Seven Products to Help Take Care of Your Linux Security

Posted by ricky26 on July 19th, 2014

As Linux is an open-source operating system that means anyone can write a new operating system module, as long as they agree to the open-source licensing agreement, it would seem that it would invite its share of hackers.

From a real-world standpoint, since Linux machines don't standout from the crowd of MS-DOS/Windows machines, hackers have less incentive to use their time to get into Linux machines, unless they are spoken about or written about. This makes them a challenge.

Here are seven products we have found that will help you with Linux security. They use separate servers to watch your Linux machines and break a hacker's attempt at cracking your systems. The systems are available from:

  1. Trend Micro whose Worry-Free Business Security system 7.0 whose system watches your system and its links to the cloud and your server farm. It secures the journey through the cloud.

  2. Bomgar whose secure system supports Windows, Macs, Linux and mobiles. One Bomgar server replaces individual servers needed for the other services. This system watches all your processes, whether they are behind outside firewalls or not, so you always have an idea of what's going on. It integrates remote security with your home systems.
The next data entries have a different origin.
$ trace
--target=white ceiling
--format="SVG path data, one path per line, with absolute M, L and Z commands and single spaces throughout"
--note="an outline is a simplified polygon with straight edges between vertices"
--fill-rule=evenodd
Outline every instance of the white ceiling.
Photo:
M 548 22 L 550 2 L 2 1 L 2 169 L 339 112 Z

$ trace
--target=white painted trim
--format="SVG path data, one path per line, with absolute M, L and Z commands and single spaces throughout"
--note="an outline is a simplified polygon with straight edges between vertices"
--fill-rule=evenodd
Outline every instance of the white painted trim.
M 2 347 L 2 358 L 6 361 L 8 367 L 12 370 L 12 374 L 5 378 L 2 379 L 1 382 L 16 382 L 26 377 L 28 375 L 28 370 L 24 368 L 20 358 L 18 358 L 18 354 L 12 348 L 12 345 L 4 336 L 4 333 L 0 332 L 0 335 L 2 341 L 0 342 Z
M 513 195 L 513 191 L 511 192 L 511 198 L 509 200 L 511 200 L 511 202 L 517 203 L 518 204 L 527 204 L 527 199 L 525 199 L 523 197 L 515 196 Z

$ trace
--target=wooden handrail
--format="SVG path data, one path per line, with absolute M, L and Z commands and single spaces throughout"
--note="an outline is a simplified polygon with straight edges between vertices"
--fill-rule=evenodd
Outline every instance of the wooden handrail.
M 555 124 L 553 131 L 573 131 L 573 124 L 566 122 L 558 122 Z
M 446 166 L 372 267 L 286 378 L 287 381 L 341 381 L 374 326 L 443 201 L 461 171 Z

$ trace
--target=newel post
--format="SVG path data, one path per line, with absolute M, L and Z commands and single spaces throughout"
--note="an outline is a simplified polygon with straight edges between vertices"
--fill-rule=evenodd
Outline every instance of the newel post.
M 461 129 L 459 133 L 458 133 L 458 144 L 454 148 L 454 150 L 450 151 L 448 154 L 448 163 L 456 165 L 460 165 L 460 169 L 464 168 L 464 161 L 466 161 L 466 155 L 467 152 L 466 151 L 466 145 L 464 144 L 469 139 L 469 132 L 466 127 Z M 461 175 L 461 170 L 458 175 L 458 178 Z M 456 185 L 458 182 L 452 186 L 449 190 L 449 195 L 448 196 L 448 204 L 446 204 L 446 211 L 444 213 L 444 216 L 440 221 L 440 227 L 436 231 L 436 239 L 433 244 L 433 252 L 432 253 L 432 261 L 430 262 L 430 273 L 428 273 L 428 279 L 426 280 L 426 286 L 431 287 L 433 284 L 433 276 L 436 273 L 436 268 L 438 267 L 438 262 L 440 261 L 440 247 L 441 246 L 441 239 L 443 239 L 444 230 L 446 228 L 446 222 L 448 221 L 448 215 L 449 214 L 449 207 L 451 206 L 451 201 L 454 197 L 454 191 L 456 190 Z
This system assumes you have already made your investments in remote system management software, a service desk and help desk, as well as a CRM. This enables you to take full advantage of your desktop environment and enables you to maximize your investment. It uses pre-built modules and represents one way to keep your costs as low as possible.

  3. Go-Daddy Support is a widely known system that features a remote disk farm and PCI Compliant Hosting for your systems so that you have constant 24/7/365 coverage. Since it is a remote system to you – all you have is a process daemon running on your site, Go-Daddy represents a savings to you because you do not have to tie up a system or systems and you have a secure login through Go-Daddy.

  4. Resources: 10 Steps to Protect Your Computer represents a compilation of the steps they use and that you should be using to secure your systems. It can be remote, through the cloud, or it can use a dedicated system on your site that monitors you cloud-based systems. It watches for patterns that hackers use in their coding and if it find them cuts out the effected areas while either you or your security people handle the problem.

  5. Zenworks by Novell is a locally located system that runs a series of modules that watches each of your Linux-based modules closely for hacker patterns. It also works with cloud-based computing in that it can watch your remote processes to ensure that hackers haven't built any “special surprises” into your own code and ensures that any bad code is cut out before it hits your major systems and database.

  6. Geek Buddy – – Like the Commodo dragon Geek buddy goes out and finds bad code and eats it, eliminating it from your system. The dragon analogy is very apt here as this is an active system that goes out looking for bad code and if it finds it, the system eliminates it. It can watch both local and cloud-based processes.

  7. Escan Internet Security – – Like the other products mentioned here this is handles both local cloud-based security for you. Using its own modules, it runs on a separate server – remotely in most cases as it places a running daemon on your site – and applies various modules to code it considers to be hacked. It eliminates it before it infects your system. If you run it locally, it has the same functions, but you have the responsibility for the machine.